Affiliations: [a] Lyon Neuroscience Research Center, Université de Lyon, Université Claude Bernard Lyon 1, CNRS, INSERM, Lyon, France
| [b] Hospices Civils de Lyon, Lyon, France
| [c] CERMEP-Imaging Platform, Bron, France
| [d] Institute of Chemistry and Biochemistry, Université de Lyon, CNRS, Villeurbanne, France
| [e] Neurolixis SAS, Castres, France
Correspondence to: Prof. Luc Zimmer, Lyon Neuroscience Research Center, Université de Lyon, Université Claude Bernard Lyon 1, CNRS UMR5292, INSERM U1028, Lyon, France. Tel.: +33 4 72 68 86 09; E-mail: [email protected].
Note:  These authors contributed equally to this work.

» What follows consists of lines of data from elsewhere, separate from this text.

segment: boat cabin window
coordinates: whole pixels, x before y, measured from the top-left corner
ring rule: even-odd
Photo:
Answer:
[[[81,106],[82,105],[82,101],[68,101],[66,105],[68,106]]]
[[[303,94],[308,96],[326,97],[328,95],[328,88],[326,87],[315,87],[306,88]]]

Abstract: Background:The gold-standard treatment for Parkinson’s disease is L-DOPA, which in the long term often leads to levodopa-induced dyskinesia. Serotonergic neurons are partially responsible for this, by converting L-DOPA into dopamine leading to its uncontrolled release as a “false neurotransmitter”. The stimulation of 5-HT1A receptors can reduce involuntary movements but this mechanism is poorly understood. Objective:This study aimed to investigate the functionality of 5-HT1A receptors using positron emission tomography in hemiparkinsonian rats with or without dyskinesia induced by 3-weeks daily treatment with L-DOPA. Imaging sessions were performed “off” L-DOPA. Methods:Each rat underwent a positron emission tomography scan with [18F]F13640, a 5-HT1AR agonist which labels receptors in a high affinity state for agonists, or with [18F]MPPF, a 5-HT1AR antagonist which labels all the receptors. Results:There were decreases of [18F]MPPF binding in hemiparkinsonian rats in cortical areas. In dyskinetic animals, changes were slighter but also found in other regions. In hemiparkinsonian rats, [18F]F13640 uptake was decreased bilaterally in the globus pallidus and thalamus. On the non-lesioned side, binding was increased in the insula, the hippocampus and the amygdala. In dyskinetic animals, [18F]F13640 binding was strongly increased in cortical and limbic areas, especially in the non-lesioned side. Conclusion:These data suggest that agonist and antagonist 5-HT1A receptor-binding sites are differently modified in Parkinson’s disease and levodopa-induced dyskinesia. In particular, these observations suggest a substantial involvement of the functional state of 5-HT1AR in levodopa-induced dyskinesia and emphasize the need to characterize this state using agonist radiotracers in physiological and pathological conditions.